An analysis of Caucasian patients showed no significant increase in respiratory- or asthma-related episodes, including deaths. However, in African-Americans the study showed a statistically significant greater number of respiratory-related deaths or respiratory-related life-threatening experiences (20 versus 7), asthma-related deaths or life-threatening experiences (19 versus 4), and asthma-related deaths (8 versus 1) in patients taking salmeterol compared to those taking placebo. A possible partial explanation offered by Glaxo is that fewer African-American patients were using steroids, but the data provided by the company are too meager to evaluate this claim.

The SMART study was designed to treat patients for only 28 weeks, a very short period for assessing a drug for a chronic disease such as asthma, yet serious adverse reactions were seen.

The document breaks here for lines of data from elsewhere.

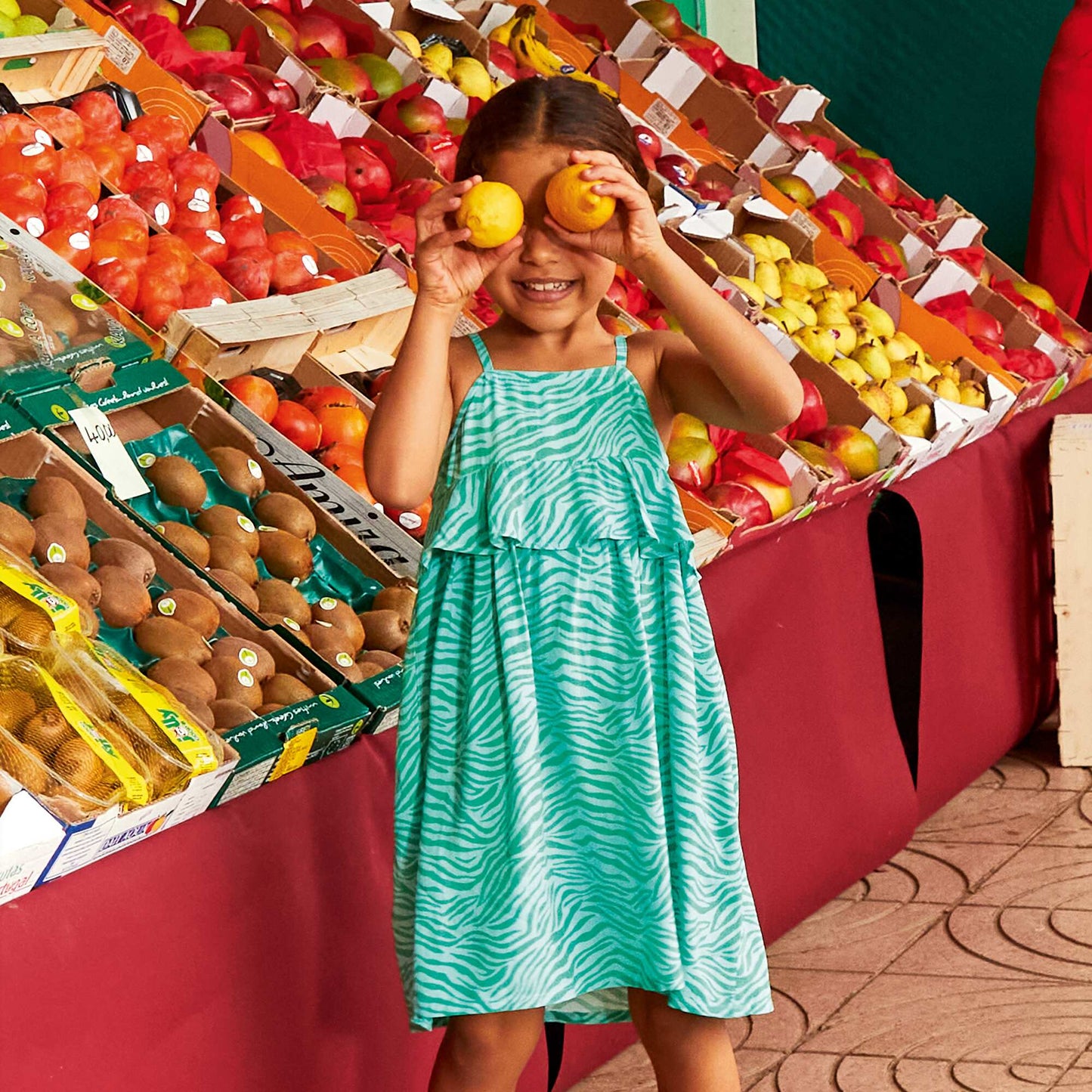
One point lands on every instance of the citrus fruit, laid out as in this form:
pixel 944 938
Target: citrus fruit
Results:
pixel 572 203
pixel 493 212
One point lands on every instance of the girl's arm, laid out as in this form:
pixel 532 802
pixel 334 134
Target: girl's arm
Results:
pixel 723 370
pixel 410 426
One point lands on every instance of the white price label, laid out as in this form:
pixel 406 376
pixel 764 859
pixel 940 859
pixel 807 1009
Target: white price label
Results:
pixel 108 452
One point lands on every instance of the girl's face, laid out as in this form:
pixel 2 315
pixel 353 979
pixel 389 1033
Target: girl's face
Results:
pixel 545 285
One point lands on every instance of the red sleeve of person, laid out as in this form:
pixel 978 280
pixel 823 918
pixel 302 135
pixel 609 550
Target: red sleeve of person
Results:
pixel 1060 242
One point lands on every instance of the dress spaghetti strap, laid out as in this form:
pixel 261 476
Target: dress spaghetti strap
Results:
pixel 483 353
pixel 621 351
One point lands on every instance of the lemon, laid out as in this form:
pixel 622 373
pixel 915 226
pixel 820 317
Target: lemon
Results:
pixel 572 203
pixel 438 54
pixel 29 24
pixel 493 212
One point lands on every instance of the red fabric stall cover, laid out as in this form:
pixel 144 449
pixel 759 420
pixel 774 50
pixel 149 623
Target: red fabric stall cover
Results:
pixel 988 655
pixel 826 793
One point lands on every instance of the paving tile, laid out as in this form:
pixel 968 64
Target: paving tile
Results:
pixel 853 936
pixel 966 1019
pixel 1047 876
pixel 1008 817
pixel 1035 765
pixel 1072 827
pixel 930 871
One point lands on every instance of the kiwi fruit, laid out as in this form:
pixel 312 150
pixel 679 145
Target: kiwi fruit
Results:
pixel 235 586
pixel 125 602
pixel 196 708
pixel 383 630
pixel 56 495
pixel 382 660
pixel 190 608
pixel 230 714
pixel 227 554
pixel 248 654
pixel 397 598
pixel 165 637
pixel 46 732
pixel 128 555
pixel 230 523
pixel 15 531
pixel 238 471
pixel 188 542
pixel 234 682
pixel 22 765
pixel 59 539
pixel 285 556
pixel 181 675
pixel 286 513
pixel 279 598
pixel 76 763
pixel 283 689
pixel 73 580
pixel 341 616
pixel 330 642
pixel 178 483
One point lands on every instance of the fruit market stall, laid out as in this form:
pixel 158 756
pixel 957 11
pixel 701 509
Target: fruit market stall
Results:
pixel 206 272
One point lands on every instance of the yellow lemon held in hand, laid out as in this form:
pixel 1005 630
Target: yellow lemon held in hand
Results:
pixel 572 203
pixel 493 212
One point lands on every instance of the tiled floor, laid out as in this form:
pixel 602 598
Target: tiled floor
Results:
pixel 964 964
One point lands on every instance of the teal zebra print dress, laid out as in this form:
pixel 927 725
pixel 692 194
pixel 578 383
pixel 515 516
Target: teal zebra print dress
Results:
pixel 566 797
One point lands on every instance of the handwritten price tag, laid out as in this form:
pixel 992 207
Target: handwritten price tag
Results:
pixel 108 452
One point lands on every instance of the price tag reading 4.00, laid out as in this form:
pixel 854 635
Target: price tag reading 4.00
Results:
pixel 108 452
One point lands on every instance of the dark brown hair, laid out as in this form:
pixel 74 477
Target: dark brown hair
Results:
pixel 558 110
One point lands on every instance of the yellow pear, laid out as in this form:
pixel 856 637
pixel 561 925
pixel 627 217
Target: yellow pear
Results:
pixel 897 397
pixel 814 277
pixel 876 318
pixel 874 360
pixel 945 388
pixel 767 279
pixel 778 247
pixel 749 289
pixel 876 399
pixel 907 426
pixel 758 246
pixel 926 373
pixel 802 311
pixel 831 314
pixel 972 394
pixel 817 342
pixel 792 271
pixel 849 370
pixel 846 339
pixel 783 318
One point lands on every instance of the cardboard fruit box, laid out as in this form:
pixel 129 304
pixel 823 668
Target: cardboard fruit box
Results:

Salmeterol accounted for more than 4.5 million prescriptions in 2002. A large number of patients are taking this drug to treat their asthma and GlaxoSmithKline and the FDA must do much more in disclosing a complete accounting and disseminating the results of the SMART study. This is an important safety issue.

Until much more is known about the SMART study our recommendations remain.

What You Can Do

• You should be reluctant to newly start salmeterol.

• You should not use salmeterol as a replacement for inhaled steroids, which should be continued at the same dose and not stopped or reduced when treatment with salmeterol is started.

• You should not begin treatment with salmeterol if your asthma is significantly worsening or acutely deteriorating. This may be life threatening.

• You should not use salmeterol to treat acute asthma symptoms.

• You should report to your physician any increased need for a short-acting beta agonist. This is a sign of deteriorating asthma.